The original story was simply a family drama, which did not fully satisfy Krishna Murthy. When Krishna Murthy met producer Parvathaneni Gangadhara Rao, the latter advised him to include an element of suspense in the story, and Krishna Murthy liked the idea. Heeding Krishna Murthy's wishes, Narla Chiranjeevi rewrote the story to make it look more like a thriller. Cinematography was handled by C. Nageswara Rao, and the editing by Akkineni Sanjeeva Rao.

=== Casting and filming ===
N. T. Rama Rao was cast as the male lead Prasad; the fact that he and Krishna Murthy bonded during the making of Palletooru (1952), which was Krishna Murthy's cinematic debut as production manager, helped him get Rama Rao's dates for Lakshadhikari. Krishna Murthy initially chose Nagabhushanam to play the character Seethayya, but later replaced him with Gummadi as he felt he could "conceal villainy behind his soft demeanour and mislead the audience."

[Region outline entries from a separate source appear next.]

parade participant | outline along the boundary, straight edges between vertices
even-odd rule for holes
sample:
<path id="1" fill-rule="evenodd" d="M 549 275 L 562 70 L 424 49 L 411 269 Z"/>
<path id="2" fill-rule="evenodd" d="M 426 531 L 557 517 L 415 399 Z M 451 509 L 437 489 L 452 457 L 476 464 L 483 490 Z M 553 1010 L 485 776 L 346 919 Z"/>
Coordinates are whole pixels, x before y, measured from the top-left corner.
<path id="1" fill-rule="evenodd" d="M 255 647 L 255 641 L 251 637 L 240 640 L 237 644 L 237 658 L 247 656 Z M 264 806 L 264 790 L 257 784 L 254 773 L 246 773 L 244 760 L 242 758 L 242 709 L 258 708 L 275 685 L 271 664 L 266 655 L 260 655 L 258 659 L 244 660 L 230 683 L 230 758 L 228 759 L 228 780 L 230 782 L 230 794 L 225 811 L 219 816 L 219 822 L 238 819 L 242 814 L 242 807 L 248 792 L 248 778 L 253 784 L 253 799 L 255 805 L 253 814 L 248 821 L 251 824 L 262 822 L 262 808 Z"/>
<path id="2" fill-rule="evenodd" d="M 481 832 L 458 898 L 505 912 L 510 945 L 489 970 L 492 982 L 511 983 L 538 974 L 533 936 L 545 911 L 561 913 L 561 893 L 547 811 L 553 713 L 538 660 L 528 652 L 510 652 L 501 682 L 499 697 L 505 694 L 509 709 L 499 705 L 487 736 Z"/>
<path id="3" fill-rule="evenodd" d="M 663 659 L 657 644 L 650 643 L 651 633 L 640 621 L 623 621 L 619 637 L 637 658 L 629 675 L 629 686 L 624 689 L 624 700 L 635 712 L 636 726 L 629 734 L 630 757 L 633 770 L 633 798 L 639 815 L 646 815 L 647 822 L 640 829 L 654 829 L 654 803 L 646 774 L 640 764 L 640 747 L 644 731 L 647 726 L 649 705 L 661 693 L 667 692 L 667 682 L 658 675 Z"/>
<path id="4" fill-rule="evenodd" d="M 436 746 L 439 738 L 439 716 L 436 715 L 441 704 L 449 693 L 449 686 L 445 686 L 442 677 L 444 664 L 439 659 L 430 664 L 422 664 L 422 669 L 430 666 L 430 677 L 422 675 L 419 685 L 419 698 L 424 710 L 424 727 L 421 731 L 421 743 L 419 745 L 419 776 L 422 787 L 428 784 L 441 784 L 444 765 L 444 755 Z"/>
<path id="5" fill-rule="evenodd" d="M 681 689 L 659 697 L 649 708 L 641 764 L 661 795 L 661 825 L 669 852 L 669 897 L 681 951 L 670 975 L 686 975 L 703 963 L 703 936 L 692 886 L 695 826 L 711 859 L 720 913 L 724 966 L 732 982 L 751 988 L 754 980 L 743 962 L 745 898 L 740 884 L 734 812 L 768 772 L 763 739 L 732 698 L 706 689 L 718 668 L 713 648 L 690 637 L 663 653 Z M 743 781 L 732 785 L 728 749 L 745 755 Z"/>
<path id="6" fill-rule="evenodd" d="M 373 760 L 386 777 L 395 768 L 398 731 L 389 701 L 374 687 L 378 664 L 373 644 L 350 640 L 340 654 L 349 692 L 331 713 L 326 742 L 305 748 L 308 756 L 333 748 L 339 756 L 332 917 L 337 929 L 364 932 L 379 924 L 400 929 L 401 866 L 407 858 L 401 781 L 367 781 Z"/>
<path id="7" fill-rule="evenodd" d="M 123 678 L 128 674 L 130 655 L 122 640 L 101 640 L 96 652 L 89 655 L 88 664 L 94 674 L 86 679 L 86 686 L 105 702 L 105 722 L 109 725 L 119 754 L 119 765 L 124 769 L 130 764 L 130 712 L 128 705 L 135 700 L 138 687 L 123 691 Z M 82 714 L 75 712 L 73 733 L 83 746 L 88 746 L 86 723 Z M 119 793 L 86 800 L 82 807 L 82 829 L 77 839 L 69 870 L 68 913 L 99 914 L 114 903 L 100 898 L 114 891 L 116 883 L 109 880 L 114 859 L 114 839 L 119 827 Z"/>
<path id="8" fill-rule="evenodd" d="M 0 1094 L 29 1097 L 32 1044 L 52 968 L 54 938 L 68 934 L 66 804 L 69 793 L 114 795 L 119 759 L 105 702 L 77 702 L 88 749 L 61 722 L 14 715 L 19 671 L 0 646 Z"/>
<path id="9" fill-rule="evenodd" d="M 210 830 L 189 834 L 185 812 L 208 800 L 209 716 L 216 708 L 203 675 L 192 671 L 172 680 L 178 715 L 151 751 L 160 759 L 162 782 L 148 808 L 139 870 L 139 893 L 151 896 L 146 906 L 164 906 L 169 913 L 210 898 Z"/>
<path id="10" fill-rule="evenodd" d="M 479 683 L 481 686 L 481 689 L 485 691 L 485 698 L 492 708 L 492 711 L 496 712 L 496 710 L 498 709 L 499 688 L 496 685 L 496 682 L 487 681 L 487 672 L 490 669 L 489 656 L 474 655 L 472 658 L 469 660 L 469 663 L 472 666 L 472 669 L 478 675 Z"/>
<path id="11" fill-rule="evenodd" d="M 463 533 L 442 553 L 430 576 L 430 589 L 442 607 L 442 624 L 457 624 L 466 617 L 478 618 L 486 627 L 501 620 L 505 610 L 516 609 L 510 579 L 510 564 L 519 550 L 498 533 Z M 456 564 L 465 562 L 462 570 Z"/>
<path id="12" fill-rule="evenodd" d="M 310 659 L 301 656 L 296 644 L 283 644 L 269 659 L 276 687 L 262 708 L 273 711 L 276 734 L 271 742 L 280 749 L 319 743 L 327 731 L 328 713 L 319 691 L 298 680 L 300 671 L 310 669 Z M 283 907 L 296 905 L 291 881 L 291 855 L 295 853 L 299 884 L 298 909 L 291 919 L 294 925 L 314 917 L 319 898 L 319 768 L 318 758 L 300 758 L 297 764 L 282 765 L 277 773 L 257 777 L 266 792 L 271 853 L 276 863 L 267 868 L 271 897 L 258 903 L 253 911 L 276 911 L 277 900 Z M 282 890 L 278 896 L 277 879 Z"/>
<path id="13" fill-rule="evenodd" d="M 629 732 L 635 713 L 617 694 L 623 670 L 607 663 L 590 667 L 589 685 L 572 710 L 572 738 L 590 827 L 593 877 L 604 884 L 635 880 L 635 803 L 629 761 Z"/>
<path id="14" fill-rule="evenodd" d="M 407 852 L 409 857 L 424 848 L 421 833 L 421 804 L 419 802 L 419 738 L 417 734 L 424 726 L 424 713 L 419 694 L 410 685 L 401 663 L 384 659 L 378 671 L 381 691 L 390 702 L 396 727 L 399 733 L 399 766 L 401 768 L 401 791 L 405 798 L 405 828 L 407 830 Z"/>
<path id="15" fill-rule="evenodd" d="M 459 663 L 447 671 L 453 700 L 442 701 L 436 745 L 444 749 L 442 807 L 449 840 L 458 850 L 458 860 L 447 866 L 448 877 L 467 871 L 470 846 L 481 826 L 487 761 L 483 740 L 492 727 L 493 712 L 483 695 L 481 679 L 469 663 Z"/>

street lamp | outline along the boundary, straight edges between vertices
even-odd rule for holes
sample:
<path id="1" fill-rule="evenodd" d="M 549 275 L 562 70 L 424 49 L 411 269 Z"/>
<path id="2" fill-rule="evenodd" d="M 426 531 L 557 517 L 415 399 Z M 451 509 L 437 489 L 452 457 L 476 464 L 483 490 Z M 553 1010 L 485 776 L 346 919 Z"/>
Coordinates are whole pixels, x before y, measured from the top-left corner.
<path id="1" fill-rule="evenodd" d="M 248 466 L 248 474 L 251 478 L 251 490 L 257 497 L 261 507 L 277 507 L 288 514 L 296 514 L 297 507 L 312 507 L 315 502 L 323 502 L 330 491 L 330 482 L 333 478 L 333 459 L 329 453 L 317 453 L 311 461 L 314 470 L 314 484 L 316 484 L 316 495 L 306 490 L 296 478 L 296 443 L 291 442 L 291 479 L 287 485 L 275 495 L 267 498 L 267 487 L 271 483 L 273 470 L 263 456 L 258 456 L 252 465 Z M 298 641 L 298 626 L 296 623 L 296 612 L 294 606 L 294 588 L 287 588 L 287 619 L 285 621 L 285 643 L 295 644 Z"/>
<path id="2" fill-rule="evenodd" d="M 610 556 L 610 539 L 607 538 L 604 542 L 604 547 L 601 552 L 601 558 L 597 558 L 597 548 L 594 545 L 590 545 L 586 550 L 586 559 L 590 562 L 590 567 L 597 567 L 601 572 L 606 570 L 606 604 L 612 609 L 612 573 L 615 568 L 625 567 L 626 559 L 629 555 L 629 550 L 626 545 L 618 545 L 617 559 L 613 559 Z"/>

One scene filmed at the swimming pool of the College of Engineering, Guindy had Padma (Krishna Kumari) in a swimsuit, but it was edited out by the Censor Board who declared that "the heroine should not wear a swim suit". The exterior portions of Chandamama Buildings in Vadapalani stood in for the college where Padma and Leela (Girija) study. The end of the song "Mabbulo Yemundi" required that Rama Rao and Krishna Kumari walk holding each other's hands on the seashore. As they were walking, a giant wave swept them away. Krishna Kumari did not know swimming and almost drowned, but Rama Rao held her hand tightly and saved her. Peketi Sivaram created the film's revolver sound effects.

== Soundtrack ==
The soundtrack was composed by T. Chalapathi Rao.

| No. | Title | Lyrics | Singer(s) | Length |
|---|---|---|---|---|
| 1. | "Achammaku Nithyamu Seemantamayene" | Kosaraju | K. Rani, Swarnalata, Vaidehi | 3:15 |
| 2. | "Oho Andhamaina Chinnadhana" | Kosaraju | Madhavapeddi Satyam | 2:51 |
| 3. | "Yelago Yelago Yelago Unnadhi" | Aarudhra | P. Susheela | 3:32 |
| 4. | "Dachalante Dagadule Dhagudumootalu Sagavule" (female) | C. Narayana Reddy | P. Susheela | 3:12 |
| 5. | "Mabbulo Yemundi Naa Manasulo Yemundi" | C. Narayana Reddy | Ghantasala, P. Susheela | 3:46 |
| 6. | "Addhala Meda Undhi Andhala Bhama Undhi" | Kosaraju | Ghantasala, K. Jamuna Rani, Madhavapeddi Satyam | 3:55 |
| 7. | "Dachalante Dagadule Dhagudumootalu Sagavule" (duet) | C. Narayana Reddy | P. Susheela, Ghantasala |  |

== Release and reception ==
Lakshadhikari was released on 27 September 1963. The film performed well at the box office, and became a trendsetter for more suspense-filled films in Telugu.